Performance on Llama-3.1:

Line coverage: MAPS achieves 50.59%, strongest baseline achieves 46.52%, improvement of 4.07%
Branch coverage: MAPS achieves 39.50%, strongest baseline achieves 35.07%, improvement of 4.43%

Performance on Qwen2:

Line coverage: MAPS achieves 45.51%, strongest baseline achieves 39.41%, improvement of 6.10%
Branch coverage: MAPS achieves 32.71%, strongest baseline achieves 28.92%, improvement of 3.79%

Ablation Study

Module contribution analysis (using ChatGPT as example):

Removing domain contextual knowledge extraction: Line coverage decreases 9.64%, branch coverage decreases 8.53%
Removing diversity-guided prompt generation: Line coverage decreases 8.21%, branch coverage decreases 7.80%
Removing failure-driven rule induction: Line coverage decreases 6.94%, branch coverage decreases 4.76%

LLM Customization Effects

Experiments validate that MAPS can generate customized prompts for different LLMs:

Each LLM performs best on its own optimized prompts
ChatGPT's final prompts outperform other LLMs' prompts by 2.45% and 2.66% in line coverage respectively
MAPS-optimized prompts consistently outperform manually designed prompts

Case Studies

Case 1 - Llama-3.1: Through the second induction rule, the model correctly generated test cases with exception handling Case 2 - ChatGPT: Through cross-file contextual knowledge, the model correctly initialized abstract classes

Automated Prompt Optimization

APE: Directly requesting LLM to generate semantically-preserving prompt variants
OPRO: Combining performance information to guide prompt generation
EVOPROMPT: State-of-the-art evolution algorithm-based methods

Test Case Generation

Traditional methods: Randoop (random fuzzing), Evosuite (search algorithms)
Deep learning methods: AthenaTest (fine-tuned BART), A3Test (assertion knowledge-enhanced)
LLM methods: ChatUniTest, ChatTESTER, etc.

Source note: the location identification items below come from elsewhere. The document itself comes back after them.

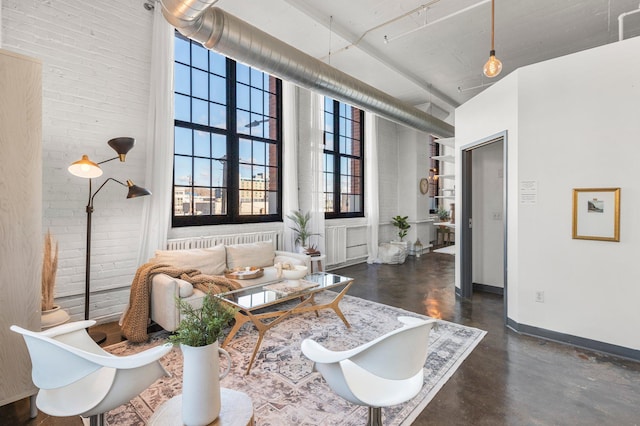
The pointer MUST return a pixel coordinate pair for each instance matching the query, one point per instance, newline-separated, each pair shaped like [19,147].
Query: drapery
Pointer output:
[290,159]
[371,184]
[157,208]
[317,168]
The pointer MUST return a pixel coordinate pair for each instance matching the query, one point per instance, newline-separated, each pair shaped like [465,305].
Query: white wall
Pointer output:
[572,123]
[488,230]
[96,65]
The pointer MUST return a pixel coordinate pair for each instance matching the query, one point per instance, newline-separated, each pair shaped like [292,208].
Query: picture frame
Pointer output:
[596,214]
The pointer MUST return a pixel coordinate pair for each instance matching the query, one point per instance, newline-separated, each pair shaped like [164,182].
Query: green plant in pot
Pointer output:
[402,224]
[443,214]
[301,223]
[198,334]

Conclusions and Discussion

Main Conclusions

MAPS significantly outperforms existing prompt optimization methods across all LLMs
Different LLMs indeed require customized prompts
All three core modules contribute importantly to performance improvement, with domain contextual knowledge extraction contributing the most

Limitations

LLM Limitations: Evaluation conducted on only three representative LLMs
Language Limitations: Experiments limited to Java projects, not covering other programming languages
Dataset Scope: Only Defects4J benchmark used

Future Directions

Extension to more LLMs and programming languages
Integration with existing LLM test generation methods
Exploration of more complex project-level contextual information

In-Depth Evaluation

Strengths

Clear Problem Definition: First systematic study of prompt optimization for LLM-based test case generation
Strong Method Innovation: Three well-designed modules addressing key problems of existing methods
Comprehensive Experiments: Full evaluation across multiple LLMs and projects
High Practical Value: General method applicable to different LLMs and projects

Weaknesses

Computational Cost: Iterative optimization may require substantial API calls, incurring high costs
Rule Quality: Failure-driven rule induction depends on LLM's reflection capability, with potentially unstable rule quality
Context Extraction: Completeness and accuracy of cross-file context extraction requires further verification

Impact

Academic Contribution: Opens new research direction in prompt optimization for LLM-based test case generation
Practical Value: Directly applicable to test case generation in real software development
Reproducibility: Provides complete reproduction package facilitating subsequent research

Applicable Scenarios

Software projects requiring automatic generation of high-quality test cases
Teams using different LLMs for code generation
Software engineering tasks requiring LLM performance optimization

References

The paper cites 48 relevant references covering important works in software testing, prompt engineering, and large language models, providing solid theoretical foundation for the research.

Overall Assessment: This is a high-quality software engineering research paper with significant theoretical and practical value in the LLM-based test case generation domain. The method design is sound, experimental evaluation is comprehensive, and results are convincing. While some limitations exist, the overall contribution is substantial and provides important momentum for the field's development.